K&L Gates has previously issued client alerts (here) related to Illinois’ Biometric Information Privacy Act (“BIPA”), and the lawsuits that have been filed against companies that allegedly collect, store, and/or use biometric information for their business purposes in violation of the requirements of that law. Recent developments in BIPA litigation highlight the need for companies that may be collecting, storing, or using biometric identifiers or information to ensure that they are in compliance with the requirements of BIPA.

The massive flow of new BIPA case filings that took place in late 2017 slowed to a trickle in the first half of 2018, likely as a result of the December 21, 2017 decision in Rosenbach v. Six Flags Entertainment Corp., [1] in which the Illinois Appellate Court held that a plaintiff must allege more than a mere technical violation of BIPA’s notice and consent provisions in order to state a cognizable claim.

On May 30, 2018, the Illinois Supreme Court granted leave to appeal the Appellate Court’s Rosenbach decision.

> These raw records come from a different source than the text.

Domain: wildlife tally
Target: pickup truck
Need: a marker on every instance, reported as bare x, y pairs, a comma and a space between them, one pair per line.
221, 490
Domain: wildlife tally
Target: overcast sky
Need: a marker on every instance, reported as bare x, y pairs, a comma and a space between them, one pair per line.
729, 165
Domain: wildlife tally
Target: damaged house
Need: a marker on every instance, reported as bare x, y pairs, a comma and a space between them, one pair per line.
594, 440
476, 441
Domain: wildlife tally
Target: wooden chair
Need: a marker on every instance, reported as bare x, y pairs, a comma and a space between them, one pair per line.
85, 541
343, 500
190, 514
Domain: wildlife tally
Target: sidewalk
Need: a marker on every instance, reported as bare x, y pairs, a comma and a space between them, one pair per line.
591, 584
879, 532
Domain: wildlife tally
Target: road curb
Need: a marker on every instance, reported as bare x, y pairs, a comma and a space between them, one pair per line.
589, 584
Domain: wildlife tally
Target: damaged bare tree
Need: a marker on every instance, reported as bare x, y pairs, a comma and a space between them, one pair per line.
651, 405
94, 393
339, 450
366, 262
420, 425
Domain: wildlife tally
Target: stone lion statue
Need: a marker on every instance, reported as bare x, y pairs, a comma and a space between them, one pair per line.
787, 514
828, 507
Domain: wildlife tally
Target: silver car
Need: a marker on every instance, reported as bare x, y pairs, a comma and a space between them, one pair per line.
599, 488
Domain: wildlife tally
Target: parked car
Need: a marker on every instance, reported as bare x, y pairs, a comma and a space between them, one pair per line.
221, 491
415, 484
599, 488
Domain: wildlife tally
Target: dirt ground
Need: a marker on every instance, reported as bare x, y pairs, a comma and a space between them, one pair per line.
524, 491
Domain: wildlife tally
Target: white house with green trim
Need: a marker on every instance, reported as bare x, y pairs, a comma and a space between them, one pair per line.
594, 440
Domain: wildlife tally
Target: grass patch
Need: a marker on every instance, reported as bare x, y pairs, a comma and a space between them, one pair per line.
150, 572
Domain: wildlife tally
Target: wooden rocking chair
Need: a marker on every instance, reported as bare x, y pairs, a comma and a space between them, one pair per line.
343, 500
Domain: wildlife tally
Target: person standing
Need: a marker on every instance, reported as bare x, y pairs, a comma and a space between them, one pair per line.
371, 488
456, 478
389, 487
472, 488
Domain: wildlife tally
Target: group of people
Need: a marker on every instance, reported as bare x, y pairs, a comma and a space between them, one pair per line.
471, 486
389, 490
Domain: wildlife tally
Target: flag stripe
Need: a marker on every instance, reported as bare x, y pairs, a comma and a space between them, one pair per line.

Soon after, the number of new BIPA case filings spiked again, with eight cases filed in the first week of June 2018.

Thus, it appears that the temporary slowdown of new BIPA case filings is coming to an end, and companies collecting, storing, and using biometric information should revisit (or redouble) their efforts to comply with the law and avoid or mitigate the effect of these potentially devastating strike suits.